"It puzzled me from the first," said the other, "to see how easily you bore with your comrade of the road."

"Why, he is a good soul in his way."

The other gave a grunt of disgust.

"Nay, it is a wonder to me that a lad with your nice notions ever found his way to sea," Phil retorted.

"And I might never have gone, had not Captain Francis Candle been my godfather."

"As for me, I have seen both sides of life; and, but for a certain thing that happened, I might be well enough contented where I am."

"And that?"

Phil hesitated, for though they had talked freely, as young men will, the question searched a side of Phil's life to which as yet he had given no clue. "Why," said he, lowering his voice, "for one thing, I saw for the first time my own grandfather; and for another, I saw a certain old knight who quite won my fancy from such a man as a certain one we know. Come, let us stroll together." And as they walked the deck that night, arm in arm, Phil told his companion what his life had been and what it might have been, and mentioned, in passing, the girl at the inn.
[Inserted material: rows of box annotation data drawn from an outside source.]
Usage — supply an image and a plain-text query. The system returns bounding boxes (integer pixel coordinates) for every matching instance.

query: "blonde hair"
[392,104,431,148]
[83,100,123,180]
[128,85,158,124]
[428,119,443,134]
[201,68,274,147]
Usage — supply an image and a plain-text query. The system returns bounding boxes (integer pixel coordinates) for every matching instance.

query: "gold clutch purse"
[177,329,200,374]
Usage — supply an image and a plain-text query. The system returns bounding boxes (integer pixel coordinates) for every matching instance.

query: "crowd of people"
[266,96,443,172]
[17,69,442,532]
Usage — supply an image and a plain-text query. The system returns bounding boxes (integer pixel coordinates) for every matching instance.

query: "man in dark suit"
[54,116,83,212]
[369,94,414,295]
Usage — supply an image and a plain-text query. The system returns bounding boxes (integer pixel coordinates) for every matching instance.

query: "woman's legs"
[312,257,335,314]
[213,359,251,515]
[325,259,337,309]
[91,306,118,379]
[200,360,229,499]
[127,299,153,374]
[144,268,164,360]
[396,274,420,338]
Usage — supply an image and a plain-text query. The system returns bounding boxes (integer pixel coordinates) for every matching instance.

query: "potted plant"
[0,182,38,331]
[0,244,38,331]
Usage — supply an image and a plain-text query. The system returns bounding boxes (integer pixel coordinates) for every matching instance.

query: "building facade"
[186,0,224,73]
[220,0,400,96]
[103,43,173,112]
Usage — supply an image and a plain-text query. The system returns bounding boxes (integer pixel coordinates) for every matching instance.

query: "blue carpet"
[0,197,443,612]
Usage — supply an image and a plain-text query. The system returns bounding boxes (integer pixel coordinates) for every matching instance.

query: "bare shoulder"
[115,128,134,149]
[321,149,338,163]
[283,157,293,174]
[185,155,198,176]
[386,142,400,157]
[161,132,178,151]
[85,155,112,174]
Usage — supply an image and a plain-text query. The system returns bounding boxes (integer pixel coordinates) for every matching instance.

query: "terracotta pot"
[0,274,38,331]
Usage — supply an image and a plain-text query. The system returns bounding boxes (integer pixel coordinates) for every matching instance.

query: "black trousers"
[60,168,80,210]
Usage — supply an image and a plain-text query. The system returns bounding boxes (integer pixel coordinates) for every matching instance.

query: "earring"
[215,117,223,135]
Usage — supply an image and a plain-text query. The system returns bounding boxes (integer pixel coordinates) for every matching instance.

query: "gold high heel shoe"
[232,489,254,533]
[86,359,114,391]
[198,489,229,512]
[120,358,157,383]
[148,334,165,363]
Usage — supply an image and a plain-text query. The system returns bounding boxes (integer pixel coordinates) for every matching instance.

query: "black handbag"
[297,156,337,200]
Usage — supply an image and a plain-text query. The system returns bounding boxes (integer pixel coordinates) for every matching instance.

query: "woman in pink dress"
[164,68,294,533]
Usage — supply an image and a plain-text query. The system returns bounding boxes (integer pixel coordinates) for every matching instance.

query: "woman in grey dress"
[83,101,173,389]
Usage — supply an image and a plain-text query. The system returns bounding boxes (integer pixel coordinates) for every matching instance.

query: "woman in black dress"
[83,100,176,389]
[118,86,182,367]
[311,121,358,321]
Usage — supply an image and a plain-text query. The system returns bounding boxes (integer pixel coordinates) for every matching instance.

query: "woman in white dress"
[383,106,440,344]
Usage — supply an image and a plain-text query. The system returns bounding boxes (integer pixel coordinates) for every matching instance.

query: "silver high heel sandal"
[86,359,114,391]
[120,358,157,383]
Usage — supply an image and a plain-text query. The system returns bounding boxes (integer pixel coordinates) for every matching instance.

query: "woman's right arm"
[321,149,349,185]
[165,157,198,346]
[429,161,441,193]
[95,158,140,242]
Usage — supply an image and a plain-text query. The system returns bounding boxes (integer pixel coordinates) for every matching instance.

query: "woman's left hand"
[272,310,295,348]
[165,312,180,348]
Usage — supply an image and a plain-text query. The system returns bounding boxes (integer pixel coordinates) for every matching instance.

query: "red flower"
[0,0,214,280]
Left to his miseries and his thoughts, of which the first were little better company than the second, the woeful cook turned over and over in his fat head such fragments of their talk as he had succeeded in overhearing, and to say truth, he made little more out of it all than the speakers had intended. But his parched throat teased his wits to greater effort, and being come to such a state that he would have bartered his immortal soul for water, had chance offered, he bethought him of a plan by which, if luck held good, he might escape from his shackles.

The moment for which he waited was a long time coming and he suffered a great variety of increasing miseries before it arrived; but when the watches changed, he saw among the men newly arrived on deck his erstwhile dearest friend, and somewhat reluctantly forgiving his dear friend for belabouring him over the head with a whole salt fish, the cook softly called the man by name.